Perquire se as tutelas de urgência (cautelares e antecipatórias de tutela) constituem garantias constitucionais.

Direito Constitucional | 01/dez/2005

A problemática central das linhas que se seguirão é questionar se as tutelas urgentes, aí incluídas as tutelas cautelares e antecipatórias, foram consagradas ou não como garantias constitucionais.

Para tanto, imperativa é a preliminar análise das novas perspectivas adquiridas pelos direitos ao acesso à justiça e de ação, tão imbrincados entre si.

Os estudos empreendidos a fim de tornar a justiça acessível a todos se iniciaram no século passado, principalmente nos países ocidentais.

Muito embora a problemática do acesso à justiça já fosse conhecida desde o começo do século XX, somente no pós guerra se transformou em tendência, uma vez que com a consagração constitucional dos “novos direitos”, passou a ser indispensável, fundamental, a garantia destes.

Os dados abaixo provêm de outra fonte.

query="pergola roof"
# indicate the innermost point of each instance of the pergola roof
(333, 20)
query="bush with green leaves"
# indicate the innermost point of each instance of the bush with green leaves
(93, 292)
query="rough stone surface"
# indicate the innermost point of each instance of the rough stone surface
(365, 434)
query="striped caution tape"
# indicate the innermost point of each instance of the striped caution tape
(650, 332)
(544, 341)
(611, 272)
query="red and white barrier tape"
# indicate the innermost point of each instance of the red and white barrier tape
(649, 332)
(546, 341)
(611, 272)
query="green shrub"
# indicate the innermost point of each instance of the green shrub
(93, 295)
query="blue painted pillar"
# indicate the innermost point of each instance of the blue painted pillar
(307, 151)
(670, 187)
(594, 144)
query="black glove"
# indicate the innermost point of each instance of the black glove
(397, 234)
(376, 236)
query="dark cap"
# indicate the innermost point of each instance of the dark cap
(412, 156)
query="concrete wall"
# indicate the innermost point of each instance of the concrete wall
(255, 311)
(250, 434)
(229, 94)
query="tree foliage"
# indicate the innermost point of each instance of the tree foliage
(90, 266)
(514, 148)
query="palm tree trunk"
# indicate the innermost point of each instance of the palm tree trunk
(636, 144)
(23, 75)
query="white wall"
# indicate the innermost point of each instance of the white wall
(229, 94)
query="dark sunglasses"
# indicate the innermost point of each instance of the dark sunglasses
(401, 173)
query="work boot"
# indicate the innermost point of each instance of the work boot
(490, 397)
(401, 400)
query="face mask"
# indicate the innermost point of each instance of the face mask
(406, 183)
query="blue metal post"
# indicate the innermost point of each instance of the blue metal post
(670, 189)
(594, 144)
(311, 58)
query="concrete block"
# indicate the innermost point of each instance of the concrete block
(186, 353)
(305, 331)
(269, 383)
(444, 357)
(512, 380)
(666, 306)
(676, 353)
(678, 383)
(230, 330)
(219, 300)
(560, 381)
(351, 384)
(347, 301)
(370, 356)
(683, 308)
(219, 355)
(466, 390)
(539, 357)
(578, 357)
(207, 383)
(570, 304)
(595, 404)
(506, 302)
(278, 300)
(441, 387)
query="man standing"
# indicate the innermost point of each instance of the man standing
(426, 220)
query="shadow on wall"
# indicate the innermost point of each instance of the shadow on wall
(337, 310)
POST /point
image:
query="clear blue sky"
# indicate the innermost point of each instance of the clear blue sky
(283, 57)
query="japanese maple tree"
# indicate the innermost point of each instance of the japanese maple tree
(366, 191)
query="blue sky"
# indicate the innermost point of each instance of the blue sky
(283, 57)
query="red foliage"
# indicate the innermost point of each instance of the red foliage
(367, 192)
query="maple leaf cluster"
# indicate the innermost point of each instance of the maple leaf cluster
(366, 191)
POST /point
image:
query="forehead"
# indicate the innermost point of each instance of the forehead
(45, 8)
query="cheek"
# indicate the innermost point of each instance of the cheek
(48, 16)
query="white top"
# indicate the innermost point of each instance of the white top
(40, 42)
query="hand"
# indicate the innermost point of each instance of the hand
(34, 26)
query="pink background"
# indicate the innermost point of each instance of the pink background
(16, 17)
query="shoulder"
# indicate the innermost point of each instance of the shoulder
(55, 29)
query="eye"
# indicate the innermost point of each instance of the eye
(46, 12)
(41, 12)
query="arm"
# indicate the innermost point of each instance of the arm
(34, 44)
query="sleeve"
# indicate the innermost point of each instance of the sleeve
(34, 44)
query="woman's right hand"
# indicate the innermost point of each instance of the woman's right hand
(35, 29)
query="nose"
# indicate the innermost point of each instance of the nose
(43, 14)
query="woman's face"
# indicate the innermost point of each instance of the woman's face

Os direitos sociais que ainda não tinham sido abordados passaram a constar das então novas Constituições, de forma tornar acessíveis a todos os direitos civis e políticos anteriormente proclamados. Fala-se assim em direitos de primeira e segunda gerações (ou dimensões, como preferem muitos) para evidenciar os distintos períodos em que os direitos mencionados foram instituídos. [1]

Diferentemente dos direitos civis e políticos, também denominados de direitos de conteúdo negativo ou liberdades formais, que se realizam com a mera abstenção do Estado, os direitos sociais ou de conteúdo positivo necessitam de uma atuação positiva deste.

Adquiriu, portanto, a temática do acesso à justiça acentuada relevância como instrumento necessário à garantia desses novos direitos.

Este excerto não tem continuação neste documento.